AUTHOR=Hayashi-Nishino Mitsuko , Aoki Kota , Kishimoto Akihiro , Takeuchi Yuna , Fukushima Aiko , Uchida Kazushi , Echigo Tomio , Yagi Yasushi , Hirose Mika , Iwasaki Kenji , Shin’ya Eitaro , Washio Takashi , Furusawa Chikara , Nishino Kunihiko TITLE=Identification of Bacterial Drug-Resistant Cells by the Convolutional Neural Network in Transmission Electron Microscope Images JOURNAL=Frontiers in Microbiology VOLUME=13 YEAR=2022 URL=https://www.frontiersin.org/journals/microbiology/articles/10.3389/fmicb.2022.839718 DOI=10.3389/fmicb.2022.839718 ISSN=1664-302X ABSTRACT=

The emergence of bacteria that are resistant to antibiotics is common in areas where antibiotics are used widely.
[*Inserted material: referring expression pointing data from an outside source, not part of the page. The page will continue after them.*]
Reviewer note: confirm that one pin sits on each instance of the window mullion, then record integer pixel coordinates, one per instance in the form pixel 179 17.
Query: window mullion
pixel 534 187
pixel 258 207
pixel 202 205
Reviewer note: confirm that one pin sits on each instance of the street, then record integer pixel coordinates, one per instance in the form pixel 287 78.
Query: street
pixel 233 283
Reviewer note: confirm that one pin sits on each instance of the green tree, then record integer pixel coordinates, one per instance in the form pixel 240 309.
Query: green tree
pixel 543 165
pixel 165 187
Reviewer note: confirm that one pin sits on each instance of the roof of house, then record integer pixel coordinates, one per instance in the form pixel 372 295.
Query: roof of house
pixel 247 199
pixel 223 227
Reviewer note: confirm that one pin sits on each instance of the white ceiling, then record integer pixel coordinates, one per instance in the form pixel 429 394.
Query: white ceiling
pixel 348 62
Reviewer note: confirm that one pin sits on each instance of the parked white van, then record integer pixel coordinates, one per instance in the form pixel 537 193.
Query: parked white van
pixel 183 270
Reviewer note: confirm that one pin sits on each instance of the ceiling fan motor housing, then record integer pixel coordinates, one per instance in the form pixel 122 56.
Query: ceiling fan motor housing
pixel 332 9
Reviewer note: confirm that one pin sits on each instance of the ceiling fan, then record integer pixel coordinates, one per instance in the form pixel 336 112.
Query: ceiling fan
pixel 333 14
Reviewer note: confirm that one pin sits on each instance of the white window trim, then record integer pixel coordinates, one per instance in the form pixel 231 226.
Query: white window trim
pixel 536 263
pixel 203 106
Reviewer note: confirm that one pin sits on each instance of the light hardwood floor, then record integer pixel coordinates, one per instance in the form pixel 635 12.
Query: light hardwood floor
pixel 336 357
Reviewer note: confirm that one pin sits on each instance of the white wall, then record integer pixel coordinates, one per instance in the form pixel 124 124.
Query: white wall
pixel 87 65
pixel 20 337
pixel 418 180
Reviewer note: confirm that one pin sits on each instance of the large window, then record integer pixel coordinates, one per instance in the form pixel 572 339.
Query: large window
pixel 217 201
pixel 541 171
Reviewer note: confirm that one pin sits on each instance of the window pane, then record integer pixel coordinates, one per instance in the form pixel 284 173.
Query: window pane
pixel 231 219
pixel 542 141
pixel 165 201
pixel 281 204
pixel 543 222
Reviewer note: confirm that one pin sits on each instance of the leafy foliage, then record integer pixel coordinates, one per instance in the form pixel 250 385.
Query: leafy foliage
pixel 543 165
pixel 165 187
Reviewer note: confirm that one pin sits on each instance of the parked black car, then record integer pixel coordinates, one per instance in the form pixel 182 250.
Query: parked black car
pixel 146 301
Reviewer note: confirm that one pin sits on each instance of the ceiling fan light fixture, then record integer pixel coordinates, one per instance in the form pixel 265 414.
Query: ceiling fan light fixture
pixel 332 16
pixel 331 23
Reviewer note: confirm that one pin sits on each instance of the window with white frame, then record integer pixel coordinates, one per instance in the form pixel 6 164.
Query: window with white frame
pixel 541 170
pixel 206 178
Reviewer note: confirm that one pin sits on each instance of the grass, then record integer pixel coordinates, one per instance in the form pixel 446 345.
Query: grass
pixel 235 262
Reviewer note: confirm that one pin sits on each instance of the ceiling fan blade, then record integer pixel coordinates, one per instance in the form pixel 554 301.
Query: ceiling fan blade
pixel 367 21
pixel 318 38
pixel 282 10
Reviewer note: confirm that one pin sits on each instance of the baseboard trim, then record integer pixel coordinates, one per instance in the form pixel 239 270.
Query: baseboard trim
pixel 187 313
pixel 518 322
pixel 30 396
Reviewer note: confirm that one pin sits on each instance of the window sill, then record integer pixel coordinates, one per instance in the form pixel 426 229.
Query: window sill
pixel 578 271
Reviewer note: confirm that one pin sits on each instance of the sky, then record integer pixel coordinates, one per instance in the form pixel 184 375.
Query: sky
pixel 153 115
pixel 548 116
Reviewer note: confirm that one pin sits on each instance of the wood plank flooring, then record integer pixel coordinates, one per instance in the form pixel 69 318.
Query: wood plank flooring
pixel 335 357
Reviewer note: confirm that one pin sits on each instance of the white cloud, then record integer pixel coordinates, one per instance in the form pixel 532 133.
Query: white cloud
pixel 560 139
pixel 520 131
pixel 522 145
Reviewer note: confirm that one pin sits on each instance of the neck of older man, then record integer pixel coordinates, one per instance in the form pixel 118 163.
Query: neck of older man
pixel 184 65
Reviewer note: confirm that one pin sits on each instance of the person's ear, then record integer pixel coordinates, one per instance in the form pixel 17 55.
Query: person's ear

The current standard procedure for detecting bacterial drug resistance is based on bacterial growth under antibiotic treatments. Here we describe the morphological changes in enoxacin-resistant Escherichia coli cells and the computational method used to identify these resistant cells in transmission electron microscopy (TEM) images without using antibiotics. Our approach was to create patches from TEM images of enoxacin-sensitive and enoxacin-resistant E. coli strains, use a convolutional neural network for patch classification, and identify the strains on the basis of the classification results. The proposed method was highly accurate in classifying cells, achieving an accuracy rate of 0.94. Using a gradient-weighted class activation mapping to visualize the region of interest, enoxacin-resistant and enoxacin-sensitive cells were characterized by comparing differences in the envelope. Moreover, Pearson’s correlation coefficients suggested that four genes, including lpp, the gene encoding the major outer membrane lipoprotein, were strongly associated with the image features of enoxacin-resistant cells.